HU650: Special Topics: Representing Trauma
Can the horrors of war, genocide, violence and loss be represented? What is at stake in representing experiences often referred to as unrepresentable? This graduate seminar will examine attempts to portray psychological and cultural effects of traumatic events through a variety of 20th-century fictions, films, graphic novels and autobiographies. Reading selections from trauma theory, students will be introduced to the interdisciplinary field of trauma studies. In addition, students will have the opportunity to compare theoretical perspectives from scholars of trauma, violence, memory, gender, race, class and sexuality. Major questions to be discussed include but are not limited to: What challenges does trauma pose to representation? What are the ethical and political implications of defining and representing trauma in relation to significant historical events and personal past? How do contemporary artists respond to trauma and attempt to represent it? The course will encompass 20th-century catastrophes such as war and genocide as well as everyday experiences of violence and loss.
HU654: Special Topics: Film Authorship
This seminar will examine the ways in which authorship has been defined and employed in cinema. While personal style and artistic reputation were used to indicate quality as early as Georges Méliès and D.W. Griffith in the silent era, our study of authorship will begin with the critical dialogue that coincided with the growing intellectual influence of film scholars and critics in the postwar era. Beginning with the early conceptualizations of authorship by André Bazin and Andrew Sarris, each week we will focus on a case study that allows us to engage an auteurist approach by analyzing films while also exploring the ways in which assigning authorial status in a collaborative medium have been complicated and contested over the years.
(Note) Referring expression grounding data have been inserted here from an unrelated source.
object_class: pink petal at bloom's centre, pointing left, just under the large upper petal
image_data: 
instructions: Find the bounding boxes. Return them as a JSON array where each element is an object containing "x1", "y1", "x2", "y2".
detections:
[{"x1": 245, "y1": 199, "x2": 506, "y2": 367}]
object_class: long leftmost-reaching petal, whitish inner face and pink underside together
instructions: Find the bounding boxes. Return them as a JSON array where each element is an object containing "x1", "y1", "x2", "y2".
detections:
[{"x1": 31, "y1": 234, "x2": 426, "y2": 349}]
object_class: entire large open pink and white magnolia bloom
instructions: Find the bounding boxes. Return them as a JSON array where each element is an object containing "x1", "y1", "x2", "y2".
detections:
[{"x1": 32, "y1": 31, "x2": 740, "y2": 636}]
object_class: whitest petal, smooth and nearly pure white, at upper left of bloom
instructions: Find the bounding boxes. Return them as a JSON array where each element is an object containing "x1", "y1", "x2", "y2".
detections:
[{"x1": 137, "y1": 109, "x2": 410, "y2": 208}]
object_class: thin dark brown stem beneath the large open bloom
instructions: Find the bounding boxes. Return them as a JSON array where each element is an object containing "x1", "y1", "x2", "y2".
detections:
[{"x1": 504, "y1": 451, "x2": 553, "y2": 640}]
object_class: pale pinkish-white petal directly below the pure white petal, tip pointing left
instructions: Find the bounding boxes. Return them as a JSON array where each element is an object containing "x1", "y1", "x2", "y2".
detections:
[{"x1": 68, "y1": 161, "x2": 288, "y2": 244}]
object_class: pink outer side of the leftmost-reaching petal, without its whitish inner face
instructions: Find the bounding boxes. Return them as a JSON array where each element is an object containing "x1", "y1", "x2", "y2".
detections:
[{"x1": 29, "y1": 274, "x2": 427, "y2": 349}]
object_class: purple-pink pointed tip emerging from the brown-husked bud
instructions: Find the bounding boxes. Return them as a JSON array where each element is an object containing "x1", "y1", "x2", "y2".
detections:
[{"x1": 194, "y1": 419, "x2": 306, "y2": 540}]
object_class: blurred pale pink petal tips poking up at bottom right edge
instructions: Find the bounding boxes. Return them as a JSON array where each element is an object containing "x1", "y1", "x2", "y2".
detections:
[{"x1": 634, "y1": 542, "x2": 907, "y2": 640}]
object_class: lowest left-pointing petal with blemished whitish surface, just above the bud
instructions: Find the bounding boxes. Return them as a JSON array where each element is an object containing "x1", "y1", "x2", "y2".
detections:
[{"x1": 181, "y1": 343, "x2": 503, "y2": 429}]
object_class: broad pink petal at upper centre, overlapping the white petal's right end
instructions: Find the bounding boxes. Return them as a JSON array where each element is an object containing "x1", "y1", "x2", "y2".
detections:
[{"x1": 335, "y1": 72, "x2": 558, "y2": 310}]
HU655 Special Topics: Introduction to Media and Cultural Studies: Focus on the Civil Rights and Power Movements
This course will provide an introduction to the fundamental theoretical concepts that define the field of media studies. Once the basics are established, course discussion and readings will explore several modes of media studies analysis, including feminist, multi-cultural and political modes. Students will be asked to use these analytical methodologies to interpret a range of cultural texts, including Meridian by Alice Walker, Without Sanctuary online musarium, editorial cartoons from the Black Panther and Gidra newspapers, as well as the National Civil Rights Museum.